Interaction of copolymer-1-activated T cells and microglia in retinal ganglion cell protection.

BACKGROUND

The interaction of copolymer-1-activated T cells and microglia on retinal ganglion cells survival in vitro was explored.

METHODS

Copolymer-1-specific T cells were made by repeated copolymer-1 stimulation of T cells, microglia were isolated from the retinas of newborn rats, and then, they were co-cultured (the experimental group) for 48 h. Retinal ganglion cells were collected from the retinas of adult rats, purified, and then, the supernatants from different groups were added. After 72 h, terminal-deoxynucleotidyl transferase-mediated d-UTP nick end labelling analysis was used to observe retinal ganglion cell apoptosis, and reverse transcription polymerase chain reaction was used to test messenger RNA expression of Caspase-3 and Caspase-8. The levels of cytokines, including insulin-like growth factor-1, brain-derived neurotrophic factor, tumour necrosis factor-α and interleukin-10, in the supernatants were examined by enzyme-linked immunosorbent assay to explore the possible mechanisms undergoing.

RESULTS

After 72 h, the mean retinal ganglion cell apoptosis rate in the experimental group was the lowest (25.36%) among the groups. The messenger RNA expression of Caspase-3 and Caspase-8 in this group was significantly lower than that of the control groups (both P < 0.05).
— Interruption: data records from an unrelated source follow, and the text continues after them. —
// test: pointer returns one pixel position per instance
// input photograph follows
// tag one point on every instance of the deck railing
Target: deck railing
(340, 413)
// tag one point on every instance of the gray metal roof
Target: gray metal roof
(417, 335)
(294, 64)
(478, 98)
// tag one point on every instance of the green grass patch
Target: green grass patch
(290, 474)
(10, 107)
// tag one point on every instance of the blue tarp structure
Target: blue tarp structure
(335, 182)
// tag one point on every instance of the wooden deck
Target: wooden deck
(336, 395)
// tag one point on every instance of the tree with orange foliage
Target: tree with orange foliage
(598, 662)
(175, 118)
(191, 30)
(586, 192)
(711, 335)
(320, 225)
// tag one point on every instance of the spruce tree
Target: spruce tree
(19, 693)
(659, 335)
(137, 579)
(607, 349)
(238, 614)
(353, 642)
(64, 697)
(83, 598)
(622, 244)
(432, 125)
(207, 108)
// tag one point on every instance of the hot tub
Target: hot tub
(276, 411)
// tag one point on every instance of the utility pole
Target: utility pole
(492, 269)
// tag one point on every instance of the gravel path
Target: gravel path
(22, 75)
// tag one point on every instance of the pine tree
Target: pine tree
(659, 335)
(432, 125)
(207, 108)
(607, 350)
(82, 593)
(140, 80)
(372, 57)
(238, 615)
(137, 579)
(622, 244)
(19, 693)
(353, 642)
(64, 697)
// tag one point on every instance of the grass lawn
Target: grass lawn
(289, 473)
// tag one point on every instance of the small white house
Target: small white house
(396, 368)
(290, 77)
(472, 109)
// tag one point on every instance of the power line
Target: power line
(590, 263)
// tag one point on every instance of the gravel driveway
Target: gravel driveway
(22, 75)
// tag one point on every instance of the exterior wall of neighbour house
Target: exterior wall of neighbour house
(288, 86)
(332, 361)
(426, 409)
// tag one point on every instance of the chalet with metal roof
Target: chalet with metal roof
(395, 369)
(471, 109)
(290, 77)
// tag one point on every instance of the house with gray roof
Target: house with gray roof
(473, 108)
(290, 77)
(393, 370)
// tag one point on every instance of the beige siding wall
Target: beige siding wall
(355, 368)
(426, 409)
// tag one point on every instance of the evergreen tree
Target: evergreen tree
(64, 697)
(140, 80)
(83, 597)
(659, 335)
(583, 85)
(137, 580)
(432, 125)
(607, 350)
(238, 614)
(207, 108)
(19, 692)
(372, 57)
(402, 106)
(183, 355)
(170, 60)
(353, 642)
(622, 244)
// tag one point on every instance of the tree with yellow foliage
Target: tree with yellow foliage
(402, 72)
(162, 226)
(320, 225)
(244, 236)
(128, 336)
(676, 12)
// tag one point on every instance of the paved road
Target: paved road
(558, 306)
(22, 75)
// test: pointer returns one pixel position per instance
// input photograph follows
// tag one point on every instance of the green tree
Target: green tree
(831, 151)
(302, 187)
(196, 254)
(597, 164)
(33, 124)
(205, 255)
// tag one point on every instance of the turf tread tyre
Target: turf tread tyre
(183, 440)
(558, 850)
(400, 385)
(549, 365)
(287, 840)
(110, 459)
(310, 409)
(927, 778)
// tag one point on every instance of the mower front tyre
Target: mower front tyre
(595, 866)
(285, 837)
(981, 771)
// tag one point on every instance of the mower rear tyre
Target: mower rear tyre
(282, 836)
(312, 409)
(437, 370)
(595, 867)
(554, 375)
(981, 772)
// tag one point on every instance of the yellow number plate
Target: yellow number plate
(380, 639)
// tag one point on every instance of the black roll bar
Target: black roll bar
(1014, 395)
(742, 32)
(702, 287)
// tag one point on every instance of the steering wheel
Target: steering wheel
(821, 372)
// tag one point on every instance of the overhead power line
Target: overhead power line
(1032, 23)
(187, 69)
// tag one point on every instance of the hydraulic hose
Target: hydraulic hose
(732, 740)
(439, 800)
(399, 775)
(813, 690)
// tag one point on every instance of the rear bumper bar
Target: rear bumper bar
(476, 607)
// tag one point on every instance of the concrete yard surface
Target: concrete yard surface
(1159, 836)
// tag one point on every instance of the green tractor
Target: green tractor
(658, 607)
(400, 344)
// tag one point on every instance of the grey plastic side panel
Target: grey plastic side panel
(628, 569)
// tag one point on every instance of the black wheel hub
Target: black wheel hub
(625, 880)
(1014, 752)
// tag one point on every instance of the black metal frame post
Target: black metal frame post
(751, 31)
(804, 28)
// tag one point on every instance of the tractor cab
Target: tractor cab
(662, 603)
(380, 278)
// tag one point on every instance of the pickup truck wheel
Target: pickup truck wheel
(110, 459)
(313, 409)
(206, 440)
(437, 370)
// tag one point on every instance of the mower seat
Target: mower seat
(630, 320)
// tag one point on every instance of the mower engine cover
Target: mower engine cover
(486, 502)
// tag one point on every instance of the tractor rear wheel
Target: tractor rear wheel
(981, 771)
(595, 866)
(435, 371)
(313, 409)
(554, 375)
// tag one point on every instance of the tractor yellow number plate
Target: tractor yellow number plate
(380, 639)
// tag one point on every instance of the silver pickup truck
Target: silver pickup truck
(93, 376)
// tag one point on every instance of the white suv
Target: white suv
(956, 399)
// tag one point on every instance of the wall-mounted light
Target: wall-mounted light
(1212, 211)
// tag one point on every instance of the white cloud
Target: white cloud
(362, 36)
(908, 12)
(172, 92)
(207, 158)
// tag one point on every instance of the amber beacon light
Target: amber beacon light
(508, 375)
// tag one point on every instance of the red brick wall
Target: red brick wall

The secretion of interlekin-10 and brain-derived neurotrophic factor, insulin-like growth factor-1 and tumour necrosis factor-α in the supernatant of the experimental group were higher than that of the control groups (both P < 0.05) after co-culture.

CONCLUSIONS

The interaction of copolymer-1-specific T cells with microglia could reduce retinal ganglion cell apoptosis. The related immune mechanisms were complicated. Upregulation of brain-derived neurotrophic factor and insulin-like growth factor-1, and the balance of some pro-inflammatory and anti-inflammatory cytokines may be involved in this protective autoimmunity.